The Role of Noncognitive Factors in Shaping School Performance

A Hypothesized Model of How Five Noncognitive Factors Affect Academic Performance within a Classroom/School and Larger Socio-Cultural Context

Diagram showing the interplay of student background characteristics, school and classroom context, and socio-cultural context. The factors in this triad mix are: Academic Mindsets, Academic Perseverance, Academic Behaviors, Academic Performance, Social Skills, and Learning Strategies

From Teaching Adolescents to Become Learners: The Role of Noncognitive Factors in Shaping School Performance: A Critical Literature Review (2012), Fig. 2.1, p. 12: A Hypothesized Model of How Five Noncognitive Factors Affect Academic Performance within a Classroom/School and Larger Socio-Cultural Context.

Student Engagement, Critical Reflection, Transformative Learning: What’s the Key?

Student engagement is a good thing.

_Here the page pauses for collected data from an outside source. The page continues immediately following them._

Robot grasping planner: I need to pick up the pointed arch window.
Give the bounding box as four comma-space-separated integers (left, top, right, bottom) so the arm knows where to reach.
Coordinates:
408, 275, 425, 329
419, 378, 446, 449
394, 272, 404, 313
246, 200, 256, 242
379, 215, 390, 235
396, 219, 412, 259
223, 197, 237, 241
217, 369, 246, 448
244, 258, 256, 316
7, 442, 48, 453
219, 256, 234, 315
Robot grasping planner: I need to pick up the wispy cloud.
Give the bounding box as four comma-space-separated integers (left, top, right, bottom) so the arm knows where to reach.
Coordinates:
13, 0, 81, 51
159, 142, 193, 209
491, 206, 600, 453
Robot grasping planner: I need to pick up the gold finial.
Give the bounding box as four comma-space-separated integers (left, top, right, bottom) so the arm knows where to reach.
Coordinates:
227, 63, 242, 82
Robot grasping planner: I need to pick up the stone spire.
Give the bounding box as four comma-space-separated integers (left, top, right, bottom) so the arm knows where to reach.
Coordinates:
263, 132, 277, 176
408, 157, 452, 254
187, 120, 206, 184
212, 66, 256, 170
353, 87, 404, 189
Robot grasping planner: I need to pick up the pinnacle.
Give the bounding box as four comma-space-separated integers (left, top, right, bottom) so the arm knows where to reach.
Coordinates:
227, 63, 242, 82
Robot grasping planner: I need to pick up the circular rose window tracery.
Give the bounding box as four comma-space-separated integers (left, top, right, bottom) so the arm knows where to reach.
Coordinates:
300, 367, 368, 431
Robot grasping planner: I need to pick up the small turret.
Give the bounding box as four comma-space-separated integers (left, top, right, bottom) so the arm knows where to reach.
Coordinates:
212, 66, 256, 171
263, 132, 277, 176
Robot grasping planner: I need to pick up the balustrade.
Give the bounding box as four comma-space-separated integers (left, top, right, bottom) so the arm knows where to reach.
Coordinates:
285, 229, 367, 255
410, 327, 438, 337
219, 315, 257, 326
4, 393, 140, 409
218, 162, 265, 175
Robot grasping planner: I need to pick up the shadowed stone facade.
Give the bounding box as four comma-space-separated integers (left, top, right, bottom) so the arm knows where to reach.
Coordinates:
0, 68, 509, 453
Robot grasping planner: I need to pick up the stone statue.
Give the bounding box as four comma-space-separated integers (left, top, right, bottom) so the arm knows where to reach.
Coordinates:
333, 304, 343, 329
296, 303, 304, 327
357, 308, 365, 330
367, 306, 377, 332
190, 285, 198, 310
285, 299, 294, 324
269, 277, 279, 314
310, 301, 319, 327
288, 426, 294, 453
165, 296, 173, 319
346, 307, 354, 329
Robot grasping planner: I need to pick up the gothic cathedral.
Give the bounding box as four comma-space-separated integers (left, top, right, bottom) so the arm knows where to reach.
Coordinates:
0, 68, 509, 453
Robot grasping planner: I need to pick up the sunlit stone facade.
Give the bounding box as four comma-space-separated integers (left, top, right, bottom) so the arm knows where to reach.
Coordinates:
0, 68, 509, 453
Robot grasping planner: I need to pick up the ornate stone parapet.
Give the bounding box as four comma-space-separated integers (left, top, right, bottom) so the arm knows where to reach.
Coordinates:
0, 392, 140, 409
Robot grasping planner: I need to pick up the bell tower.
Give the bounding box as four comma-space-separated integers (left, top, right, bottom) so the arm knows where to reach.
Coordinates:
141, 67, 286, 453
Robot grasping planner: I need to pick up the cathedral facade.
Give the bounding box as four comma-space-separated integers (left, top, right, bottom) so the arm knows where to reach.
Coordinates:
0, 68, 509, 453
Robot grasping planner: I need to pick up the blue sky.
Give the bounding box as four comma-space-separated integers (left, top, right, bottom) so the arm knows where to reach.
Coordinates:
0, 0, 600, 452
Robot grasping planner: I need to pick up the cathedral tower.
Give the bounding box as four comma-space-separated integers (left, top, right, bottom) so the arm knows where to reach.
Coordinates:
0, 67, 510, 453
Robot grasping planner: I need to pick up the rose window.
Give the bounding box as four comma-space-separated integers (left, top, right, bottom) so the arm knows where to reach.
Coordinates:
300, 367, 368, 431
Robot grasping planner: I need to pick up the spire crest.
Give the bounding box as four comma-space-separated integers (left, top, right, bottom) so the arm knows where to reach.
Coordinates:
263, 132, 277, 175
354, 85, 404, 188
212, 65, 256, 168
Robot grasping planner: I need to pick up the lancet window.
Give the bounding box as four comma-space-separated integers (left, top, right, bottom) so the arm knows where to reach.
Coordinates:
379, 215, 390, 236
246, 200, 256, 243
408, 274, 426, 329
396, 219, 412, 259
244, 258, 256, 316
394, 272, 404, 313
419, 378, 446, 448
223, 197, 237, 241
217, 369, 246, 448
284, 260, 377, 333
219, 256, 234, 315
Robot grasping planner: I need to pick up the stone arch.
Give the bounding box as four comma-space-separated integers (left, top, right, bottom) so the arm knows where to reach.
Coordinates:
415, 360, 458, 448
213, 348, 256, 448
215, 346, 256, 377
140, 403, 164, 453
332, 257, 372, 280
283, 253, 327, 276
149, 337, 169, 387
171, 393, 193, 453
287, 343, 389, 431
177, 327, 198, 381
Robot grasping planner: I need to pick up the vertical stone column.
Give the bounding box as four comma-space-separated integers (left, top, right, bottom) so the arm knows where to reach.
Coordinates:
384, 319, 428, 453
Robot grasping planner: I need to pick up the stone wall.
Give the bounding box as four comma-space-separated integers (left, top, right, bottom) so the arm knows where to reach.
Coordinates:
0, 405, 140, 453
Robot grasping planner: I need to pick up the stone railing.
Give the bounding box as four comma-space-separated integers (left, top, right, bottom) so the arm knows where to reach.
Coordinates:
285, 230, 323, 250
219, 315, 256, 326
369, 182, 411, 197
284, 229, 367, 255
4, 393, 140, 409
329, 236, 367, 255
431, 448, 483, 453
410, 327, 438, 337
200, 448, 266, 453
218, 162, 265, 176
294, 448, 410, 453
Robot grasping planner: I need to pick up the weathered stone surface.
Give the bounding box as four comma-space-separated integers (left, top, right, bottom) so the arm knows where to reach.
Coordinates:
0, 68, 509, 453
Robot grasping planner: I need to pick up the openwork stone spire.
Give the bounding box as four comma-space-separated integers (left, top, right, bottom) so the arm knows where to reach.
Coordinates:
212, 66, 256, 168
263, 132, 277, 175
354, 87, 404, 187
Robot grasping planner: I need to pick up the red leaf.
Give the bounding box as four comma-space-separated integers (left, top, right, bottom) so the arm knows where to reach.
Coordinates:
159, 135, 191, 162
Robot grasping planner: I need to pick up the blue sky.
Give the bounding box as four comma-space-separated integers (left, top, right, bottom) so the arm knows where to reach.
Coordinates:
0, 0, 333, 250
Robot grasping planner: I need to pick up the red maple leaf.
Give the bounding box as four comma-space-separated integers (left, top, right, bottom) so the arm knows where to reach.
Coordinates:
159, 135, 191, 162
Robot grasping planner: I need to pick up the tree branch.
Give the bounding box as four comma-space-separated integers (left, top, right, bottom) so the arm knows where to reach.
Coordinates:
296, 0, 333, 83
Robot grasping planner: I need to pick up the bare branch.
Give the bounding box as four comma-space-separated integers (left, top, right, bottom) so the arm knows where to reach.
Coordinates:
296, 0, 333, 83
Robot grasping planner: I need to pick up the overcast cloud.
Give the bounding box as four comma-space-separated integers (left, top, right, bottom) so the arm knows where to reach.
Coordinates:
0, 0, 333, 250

We’ve heard that for decades. Alexander Astin asked the question, “What matters in college?” then answered by saying a big percentage of what matters is student engagement (Astin, 1997). Pike & Kuh (2005, p. 186) agree in a summary statement about this issue, saying, “. . . students learn from what they do in college.”

But is what leads to Transformative Learning (TL) merely just being engaged in student activities, being active learners, sitting on the Student Council?

Dr. Vincent Tinto recently answered that question: It’s not simply the engagement; it’s the meaning students derive from the engagement that matters (Tinto, 2017). A highly regarded researcher, writer, and theorist in this area (e.g., Tinto, 1994; Tinto, 2012), Dr. Tinto’s statement about derived meaning from engagement is noteworthy, especially for institutions, faculty, and staff working to operationalize TL.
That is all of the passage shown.